El niño de la media luna


Con cariño a mi amiga María F. A. y a su hijo Pedro (Madrid, 7 de enero de 2017).


"Tengo a la pequeña Candela pegada a mi espalda, tumbada, buscando el calorcito de mamá mientras duerme. Sentirla detrás de mí y a ti, delante, dentro de mi vientre, me inquieta... ¿Cómo haremos para compartir este espacio de sueño cuando tú llegues? Y ya queda poco; por favor espero que no te hagas de rogar, porque casi prefiero pasar las noches en vela pegadita a tu cuna o procurándote alimento a la luz de la luna que seguir sufriendo este insomnio, el de quien espera y desespera mientras siente el cuerpo al borde de la erupción, la tripa pesada, las piernas lentas y el corazón bombeante. Y tú, mientras, lanzas el mensaje, un aviso nítido que suena casi a tambor tribal, puñito arriba, rodilla abajo, vibra y se ondula el perfil de esta montaña con ombligo, como llama tu hermana al lugar donde anidan los nombres del futuro, las nuevas hojitas del árbol de mi genealogía.

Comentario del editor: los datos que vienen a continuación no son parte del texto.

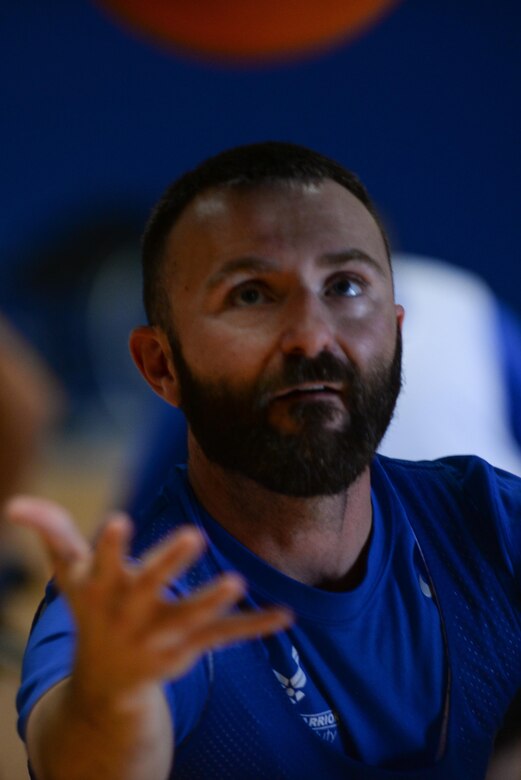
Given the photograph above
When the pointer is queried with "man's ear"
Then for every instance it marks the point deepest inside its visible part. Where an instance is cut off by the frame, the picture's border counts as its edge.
(152, 355)
(400, 314)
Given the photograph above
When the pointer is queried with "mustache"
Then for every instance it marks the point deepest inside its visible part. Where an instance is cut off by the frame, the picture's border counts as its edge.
(298, 369)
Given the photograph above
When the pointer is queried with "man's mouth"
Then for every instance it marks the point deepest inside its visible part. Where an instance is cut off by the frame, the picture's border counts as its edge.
(310, 390)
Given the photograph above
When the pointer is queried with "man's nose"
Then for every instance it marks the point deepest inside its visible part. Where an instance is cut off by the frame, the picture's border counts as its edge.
(307, 326)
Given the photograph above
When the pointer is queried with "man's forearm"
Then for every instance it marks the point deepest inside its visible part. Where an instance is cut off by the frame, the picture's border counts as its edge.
(70, 738)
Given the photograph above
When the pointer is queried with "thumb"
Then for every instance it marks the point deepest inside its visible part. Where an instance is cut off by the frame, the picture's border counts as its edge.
(61, 538)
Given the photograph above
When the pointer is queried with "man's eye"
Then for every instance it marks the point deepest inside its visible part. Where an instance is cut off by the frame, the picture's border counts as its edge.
(345, 288)
(248, 295)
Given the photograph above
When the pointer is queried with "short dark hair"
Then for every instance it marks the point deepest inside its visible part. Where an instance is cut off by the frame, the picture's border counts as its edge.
(243, 166)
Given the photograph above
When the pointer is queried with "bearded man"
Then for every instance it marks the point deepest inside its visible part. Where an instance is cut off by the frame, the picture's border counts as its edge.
(382, 597)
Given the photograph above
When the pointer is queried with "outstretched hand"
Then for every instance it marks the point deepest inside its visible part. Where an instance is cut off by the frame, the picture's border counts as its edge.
(129, 632)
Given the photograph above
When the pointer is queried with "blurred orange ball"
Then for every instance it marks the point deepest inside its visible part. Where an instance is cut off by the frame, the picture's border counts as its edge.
(249, 29)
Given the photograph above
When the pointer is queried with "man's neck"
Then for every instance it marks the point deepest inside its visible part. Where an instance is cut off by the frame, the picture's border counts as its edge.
(320, 541)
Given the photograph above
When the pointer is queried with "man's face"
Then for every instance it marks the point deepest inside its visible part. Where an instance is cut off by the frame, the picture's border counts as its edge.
(284, 333)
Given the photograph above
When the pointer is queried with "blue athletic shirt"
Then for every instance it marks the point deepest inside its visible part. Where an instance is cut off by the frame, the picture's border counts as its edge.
(367, 674)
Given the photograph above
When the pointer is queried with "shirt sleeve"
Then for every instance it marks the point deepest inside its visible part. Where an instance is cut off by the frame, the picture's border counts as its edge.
(508, 503)
(49, 654)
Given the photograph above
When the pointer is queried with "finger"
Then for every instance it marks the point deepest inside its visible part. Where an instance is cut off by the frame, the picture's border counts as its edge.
(176, 619)
(225, 631)
(63, 542)
(240, 627)
(164, 563)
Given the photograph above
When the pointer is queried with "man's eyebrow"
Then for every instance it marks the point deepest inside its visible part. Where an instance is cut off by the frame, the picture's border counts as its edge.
(240, 264)
(253, 264)
(332, 259)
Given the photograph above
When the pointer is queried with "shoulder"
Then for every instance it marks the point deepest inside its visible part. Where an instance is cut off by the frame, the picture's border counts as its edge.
(462, 496)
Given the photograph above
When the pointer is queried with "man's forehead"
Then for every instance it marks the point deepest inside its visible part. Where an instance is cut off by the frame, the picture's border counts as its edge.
(243, 217)
(218, 200)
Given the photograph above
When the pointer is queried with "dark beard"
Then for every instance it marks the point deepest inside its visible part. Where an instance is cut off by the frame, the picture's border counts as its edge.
(233, 429)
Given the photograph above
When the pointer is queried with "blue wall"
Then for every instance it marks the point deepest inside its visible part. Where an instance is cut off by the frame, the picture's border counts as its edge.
(96, 121)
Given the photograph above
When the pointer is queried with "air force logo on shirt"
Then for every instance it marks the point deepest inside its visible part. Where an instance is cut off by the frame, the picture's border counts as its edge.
(323, 723)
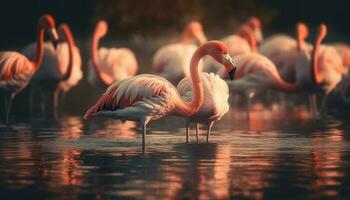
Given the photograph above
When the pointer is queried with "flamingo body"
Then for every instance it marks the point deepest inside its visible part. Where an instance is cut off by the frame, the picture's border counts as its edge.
(115, 64)
(216, 94)
(172, 61)
(15, 72)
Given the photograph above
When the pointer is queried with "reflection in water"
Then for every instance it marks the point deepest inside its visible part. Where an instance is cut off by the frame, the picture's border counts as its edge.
(263, 157)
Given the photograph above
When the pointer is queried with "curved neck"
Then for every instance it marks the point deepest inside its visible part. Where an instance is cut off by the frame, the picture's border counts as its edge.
(40, 47)
(187, 109)
(71, 44)
(247, 34)
(315, 75)
(95, 58)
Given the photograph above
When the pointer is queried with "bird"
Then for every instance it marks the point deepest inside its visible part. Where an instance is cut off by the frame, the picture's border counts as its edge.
(148, 97)
(282, 50)
(242, 42)
(171, 61)
(215, 104)
(60, 69)
(257, 74)
(322, 69)
(108, 65)
(16, 70)
(255, 24)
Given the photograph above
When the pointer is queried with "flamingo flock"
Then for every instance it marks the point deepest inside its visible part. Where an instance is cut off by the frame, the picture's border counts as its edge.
(192, 79)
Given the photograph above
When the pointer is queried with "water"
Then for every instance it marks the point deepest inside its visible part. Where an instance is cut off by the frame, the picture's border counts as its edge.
(270, 156)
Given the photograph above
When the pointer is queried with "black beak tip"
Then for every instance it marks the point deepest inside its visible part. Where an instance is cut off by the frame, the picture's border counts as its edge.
(232, 73)
(55, 43)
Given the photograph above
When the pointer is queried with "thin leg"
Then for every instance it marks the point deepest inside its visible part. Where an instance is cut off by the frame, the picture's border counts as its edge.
(324, 108)
(313, 105)
(250, 96)
(197, 132)
(144, 129)
(187, 131)
(210, 125)
(8, 109)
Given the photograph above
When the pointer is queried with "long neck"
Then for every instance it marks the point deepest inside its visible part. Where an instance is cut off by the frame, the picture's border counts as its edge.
(316, 77)
(247, 34)
(40, 49)
(187, 109)
(71, 44)
(95, 57)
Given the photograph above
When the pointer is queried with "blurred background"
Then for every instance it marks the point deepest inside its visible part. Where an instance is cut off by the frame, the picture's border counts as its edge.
(144, 26)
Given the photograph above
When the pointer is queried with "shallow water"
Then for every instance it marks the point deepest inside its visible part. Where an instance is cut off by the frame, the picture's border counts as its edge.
(270, 156)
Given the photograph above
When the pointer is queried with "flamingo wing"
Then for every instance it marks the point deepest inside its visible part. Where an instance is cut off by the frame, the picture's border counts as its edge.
(15, 71)
(143, 90)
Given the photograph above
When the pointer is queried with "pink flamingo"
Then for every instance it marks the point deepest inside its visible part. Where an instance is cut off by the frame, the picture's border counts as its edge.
(109, 65)
(282, 50)
(61, 66)
(255, 24)
(257, 74)
(215, 104)
(242, 42)
(171, 61)
(148, 97)
(16, 70)
(326, 65)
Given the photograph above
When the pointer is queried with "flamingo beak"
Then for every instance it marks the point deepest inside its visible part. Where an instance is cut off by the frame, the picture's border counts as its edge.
(230, 65)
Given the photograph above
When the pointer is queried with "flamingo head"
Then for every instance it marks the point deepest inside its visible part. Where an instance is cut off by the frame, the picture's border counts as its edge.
(255, 24)
(48, 22)
(101, 28)
(219, 52)
(195, 30)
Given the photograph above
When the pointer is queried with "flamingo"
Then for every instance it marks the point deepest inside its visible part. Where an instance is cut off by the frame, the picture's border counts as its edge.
(282, 50)
(16, 70)
(171, 61)
(326, 65)
(61, 67)
(215, 104)
(242, 42)
(109, 65)
(149, 97)
(257, 74)
(255, 24)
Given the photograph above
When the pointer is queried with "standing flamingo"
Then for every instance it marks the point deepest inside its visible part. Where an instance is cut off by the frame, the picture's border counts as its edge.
(255, 24)
(109, 65)
(171, 61)
(326, 66)
(242, 42)
(257, 74)
(148, 97)
(16, 70)
(282, 50)
(215, 104)
(60, 69)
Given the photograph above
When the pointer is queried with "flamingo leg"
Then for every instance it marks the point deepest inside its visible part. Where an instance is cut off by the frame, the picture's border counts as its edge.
(197, 132)
(187, 131)
(210, 125)
(8, 109)
(313, 105)
(324, 108)
(250, 96)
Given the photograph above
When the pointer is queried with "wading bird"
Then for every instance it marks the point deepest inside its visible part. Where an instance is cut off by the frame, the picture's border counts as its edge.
(171, 61)
(109, 65)
(16, 70)
(60, 69)
(148, 97)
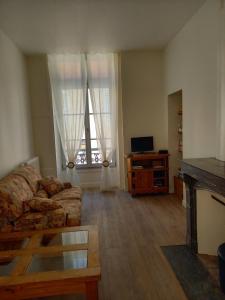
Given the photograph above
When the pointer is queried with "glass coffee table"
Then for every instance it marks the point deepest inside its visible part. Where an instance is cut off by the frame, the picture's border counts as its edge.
(50, 262)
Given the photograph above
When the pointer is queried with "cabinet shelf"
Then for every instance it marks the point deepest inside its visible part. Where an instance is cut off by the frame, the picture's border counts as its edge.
(151, 174)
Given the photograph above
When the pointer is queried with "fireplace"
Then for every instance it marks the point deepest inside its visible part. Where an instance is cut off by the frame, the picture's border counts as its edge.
(201, 174)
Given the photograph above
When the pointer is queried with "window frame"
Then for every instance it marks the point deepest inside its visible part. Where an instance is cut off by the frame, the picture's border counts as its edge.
(87, 129)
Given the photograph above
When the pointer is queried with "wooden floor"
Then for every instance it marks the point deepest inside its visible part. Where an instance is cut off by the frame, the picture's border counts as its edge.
(131, 233)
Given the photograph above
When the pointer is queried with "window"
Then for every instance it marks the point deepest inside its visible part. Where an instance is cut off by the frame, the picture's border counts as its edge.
(89, 154)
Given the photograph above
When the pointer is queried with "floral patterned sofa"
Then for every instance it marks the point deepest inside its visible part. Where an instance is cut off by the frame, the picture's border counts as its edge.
(30, 202)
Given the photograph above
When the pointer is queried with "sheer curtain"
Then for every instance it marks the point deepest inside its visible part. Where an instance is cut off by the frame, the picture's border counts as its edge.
(221, 85)
(68, 78)
(102, 70)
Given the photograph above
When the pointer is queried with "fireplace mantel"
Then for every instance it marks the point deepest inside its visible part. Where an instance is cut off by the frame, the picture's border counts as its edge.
(200, 173)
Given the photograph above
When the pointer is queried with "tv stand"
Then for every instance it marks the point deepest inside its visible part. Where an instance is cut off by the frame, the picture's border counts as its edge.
(148, 173)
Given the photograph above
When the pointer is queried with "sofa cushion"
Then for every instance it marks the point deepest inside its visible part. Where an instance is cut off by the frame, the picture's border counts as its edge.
(14, 190)
(31, 175)
(67, 194)
(72, 209)
(31, 221)
(56, 218)
(43, 204)
(41, 193)
(51, 185)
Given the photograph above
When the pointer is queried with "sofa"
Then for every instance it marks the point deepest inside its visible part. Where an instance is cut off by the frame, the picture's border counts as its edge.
(30, 202)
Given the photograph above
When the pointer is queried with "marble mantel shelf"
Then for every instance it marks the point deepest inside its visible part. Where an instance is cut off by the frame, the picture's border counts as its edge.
(200, 173)
(208, 173)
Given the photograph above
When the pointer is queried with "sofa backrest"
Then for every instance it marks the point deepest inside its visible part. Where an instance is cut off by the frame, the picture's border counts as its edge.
(31, 175)
(14, 190)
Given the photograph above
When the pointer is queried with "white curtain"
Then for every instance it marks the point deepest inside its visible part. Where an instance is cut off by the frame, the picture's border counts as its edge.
(102, 70)
(68, 78)
(221, 85)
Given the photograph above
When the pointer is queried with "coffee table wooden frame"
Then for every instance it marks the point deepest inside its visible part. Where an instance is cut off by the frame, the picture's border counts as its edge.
(19, 285)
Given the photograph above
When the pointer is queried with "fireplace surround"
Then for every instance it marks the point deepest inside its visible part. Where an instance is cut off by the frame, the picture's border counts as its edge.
(200, 173)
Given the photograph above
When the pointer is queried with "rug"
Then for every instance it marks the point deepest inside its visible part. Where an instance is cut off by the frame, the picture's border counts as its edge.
(192, 274)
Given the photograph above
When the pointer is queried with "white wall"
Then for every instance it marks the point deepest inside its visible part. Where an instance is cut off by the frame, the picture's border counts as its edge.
(16, 143)
(42, 116)
(144, 110)
(174, 121)
(191, 65)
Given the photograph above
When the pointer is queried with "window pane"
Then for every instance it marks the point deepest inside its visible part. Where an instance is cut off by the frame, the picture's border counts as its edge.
(89, 103)
(102, 103)
(81, 158)
(94, 144)
(96, 157)
(92, 127)
(73, 101)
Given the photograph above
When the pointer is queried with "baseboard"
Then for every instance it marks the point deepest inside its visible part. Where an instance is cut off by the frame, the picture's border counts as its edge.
(184, 203)
(90, 184)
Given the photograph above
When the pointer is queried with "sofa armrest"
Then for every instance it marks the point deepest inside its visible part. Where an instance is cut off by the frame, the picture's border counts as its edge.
(67, 185)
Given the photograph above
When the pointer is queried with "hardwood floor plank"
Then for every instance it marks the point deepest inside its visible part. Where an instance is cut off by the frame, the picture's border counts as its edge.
(131, 231)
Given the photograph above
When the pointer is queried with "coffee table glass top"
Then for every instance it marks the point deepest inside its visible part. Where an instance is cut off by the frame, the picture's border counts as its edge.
(58, 262)
(49, 250)
(68, 238)
(50, 261)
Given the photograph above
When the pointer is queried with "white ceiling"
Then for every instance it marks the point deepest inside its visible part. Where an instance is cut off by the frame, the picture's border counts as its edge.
(38, 26)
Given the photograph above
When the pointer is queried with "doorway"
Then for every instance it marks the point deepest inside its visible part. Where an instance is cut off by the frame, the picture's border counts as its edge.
(175, 142)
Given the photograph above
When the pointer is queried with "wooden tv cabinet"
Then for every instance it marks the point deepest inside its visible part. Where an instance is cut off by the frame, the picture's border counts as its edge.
(148, 173)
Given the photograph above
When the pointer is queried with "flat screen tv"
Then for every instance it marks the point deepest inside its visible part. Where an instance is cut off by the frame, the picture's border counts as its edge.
(142, 144)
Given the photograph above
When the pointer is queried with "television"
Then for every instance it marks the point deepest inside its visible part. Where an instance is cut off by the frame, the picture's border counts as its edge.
(142, 144)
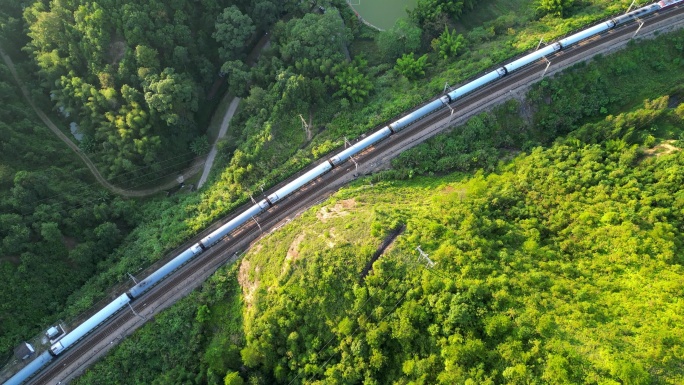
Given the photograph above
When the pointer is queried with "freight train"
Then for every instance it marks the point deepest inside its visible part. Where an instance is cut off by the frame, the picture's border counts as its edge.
(444, 101)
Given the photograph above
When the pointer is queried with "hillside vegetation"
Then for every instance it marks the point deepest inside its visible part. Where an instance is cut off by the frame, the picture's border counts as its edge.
(561, 265)
(56, 224)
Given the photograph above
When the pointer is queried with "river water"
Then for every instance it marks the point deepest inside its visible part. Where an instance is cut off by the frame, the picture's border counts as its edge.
(381, 13)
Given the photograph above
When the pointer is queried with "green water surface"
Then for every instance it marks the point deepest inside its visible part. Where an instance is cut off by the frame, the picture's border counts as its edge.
(382, 13)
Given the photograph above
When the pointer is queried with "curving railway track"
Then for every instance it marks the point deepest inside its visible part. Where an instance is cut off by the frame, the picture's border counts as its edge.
(74, 361)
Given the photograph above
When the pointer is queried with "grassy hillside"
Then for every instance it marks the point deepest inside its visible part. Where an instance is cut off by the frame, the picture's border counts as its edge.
(562, 265)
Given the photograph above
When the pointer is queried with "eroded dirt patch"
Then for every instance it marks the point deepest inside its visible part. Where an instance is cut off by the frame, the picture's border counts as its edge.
(664, 148)
(248, 287)
(339, 210)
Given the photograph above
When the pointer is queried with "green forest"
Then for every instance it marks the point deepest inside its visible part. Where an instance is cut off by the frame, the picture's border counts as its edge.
(561, 264)
(555, 220)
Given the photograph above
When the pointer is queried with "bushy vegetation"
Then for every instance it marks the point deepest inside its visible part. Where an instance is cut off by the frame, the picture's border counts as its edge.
(56, 225)
(135, 75)
(563, 266)
(130, 76)
(560, 266)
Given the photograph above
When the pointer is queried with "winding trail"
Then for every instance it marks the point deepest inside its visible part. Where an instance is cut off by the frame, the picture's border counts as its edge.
(190, 171)
(262, 44)
(222, 132)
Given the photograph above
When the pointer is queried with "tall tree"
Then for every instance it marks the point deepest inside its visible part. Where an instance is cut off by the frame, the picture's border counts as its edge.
(233, 28)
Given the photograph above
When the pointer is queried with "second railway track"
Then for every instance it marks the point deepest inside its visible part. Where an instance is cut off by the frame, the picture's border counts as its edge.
(73, 361)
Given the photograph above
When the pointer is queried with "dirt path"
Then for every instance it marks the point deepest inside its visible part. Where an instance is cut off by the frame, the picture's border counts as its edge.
(212, 154)
(263, 43)
(190, 171)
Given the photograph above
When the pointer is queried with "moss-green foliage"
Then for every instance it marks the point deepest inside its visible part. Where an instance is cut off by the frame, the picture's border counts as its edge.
(177, 347)
(563, 267)
(56, 224)
(543, 268)
(557, 106)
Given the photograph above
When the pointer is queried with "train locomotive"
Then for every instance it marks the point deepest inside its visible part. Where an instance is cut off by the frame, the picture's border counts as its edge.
(75, 335)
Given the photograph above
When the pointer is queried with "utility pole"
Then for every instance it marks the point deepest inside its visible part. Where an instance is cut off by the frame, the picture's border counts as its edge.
(630, 6)
(356, 171)
(424, 256)
(641, 24)
(305, 126)
(129, 305)
(257, 222)
(548, 64)
(132, 277)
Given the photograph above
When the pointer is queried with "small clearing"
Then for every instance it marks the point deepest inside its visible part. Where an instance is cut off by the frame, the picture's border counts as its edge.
(248, 287)
(117, 49)
(339, 210)
(293, 251)
(664, 148)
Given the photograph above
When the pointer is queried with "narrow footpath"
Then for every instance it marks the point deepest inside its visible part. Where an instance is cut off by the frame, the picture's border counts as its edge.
(187, 173)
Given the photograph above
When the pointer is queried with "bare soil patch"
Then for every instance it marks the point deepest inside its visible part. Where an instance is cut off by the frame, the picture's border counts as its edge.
(663, 148)
(248, 287)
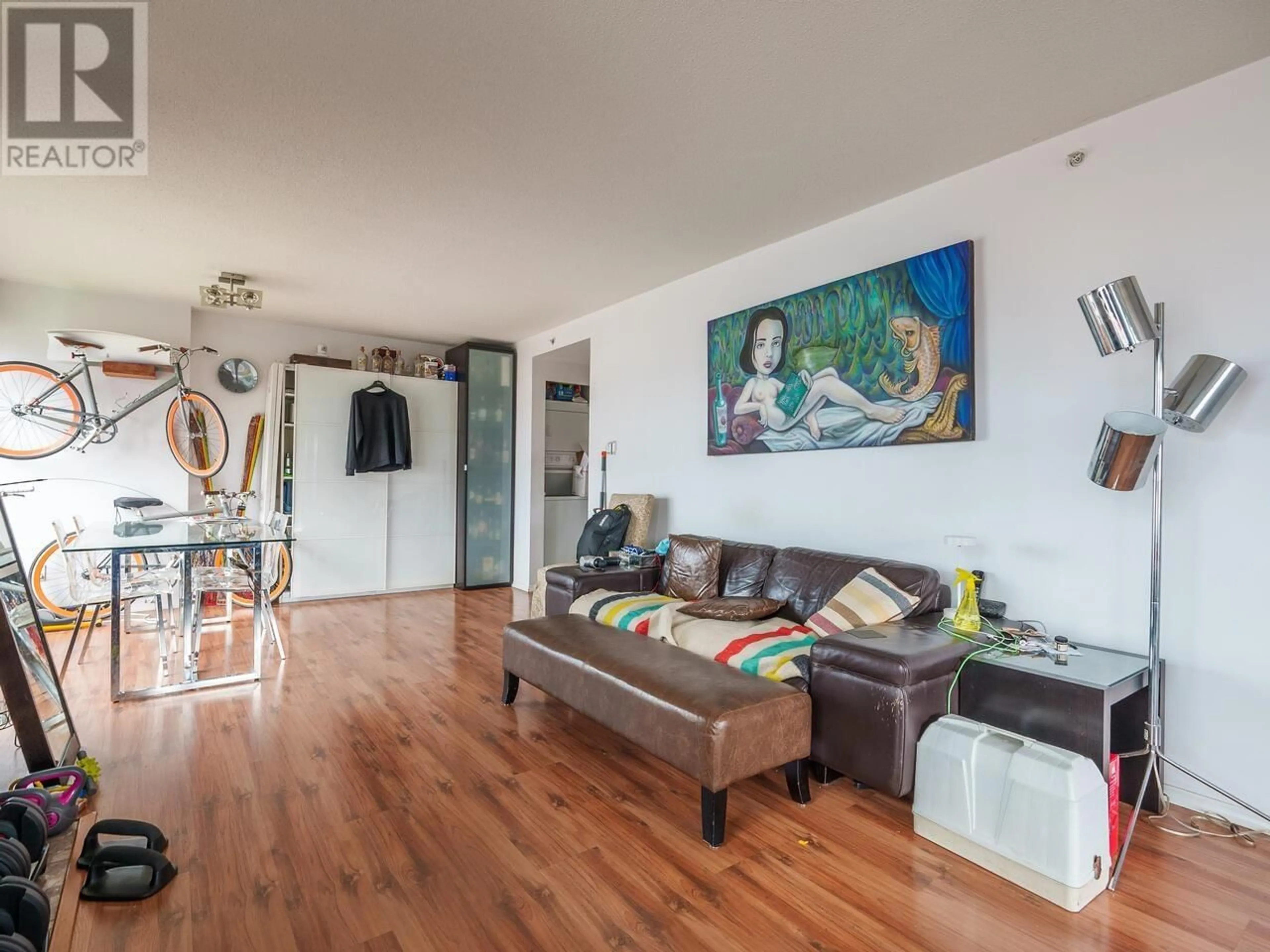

Casi cuarenta semanas ya, mirando el calendario, leyendo incansablemente sobre este milagro de la vida; gestando, primero casi como una ensoñación de la que apenas tengo constancia, salvo por la exploración del doctor y el aleteo que sentí cumplidos los tres meses. Después, como evidencia creciente en mi volumen, en el de mi cuerpo y en el de la felicidad, que ya no me cabe ni en el pecho ni hay sonrisa suficientemente amplia para expresarla. Demasiados días velando por que crezcas sano y fuerte para cuando llegue el momento de estrenar mundo y pulmones. Hasta entonces, yo soy tu alimento, tu abrigo y cobijo, tu atmósfera interna... Y, por eso, cuido cada movimiento que hago, cada alimento que tomo y cada pensamiento hermoso que pueda hacerte sonreír ahí dentro. Sé que funciona así, seguro, pude verlo en la última ecografía, en la que tú, apenas ya sin poder mover las manitas, despejaste la hermosa redondez de tu cara para que yo pudiera verla, sonriente, feliz, porque tu mamá tenía en ese instante el corazón y la mente rebosantes de amor.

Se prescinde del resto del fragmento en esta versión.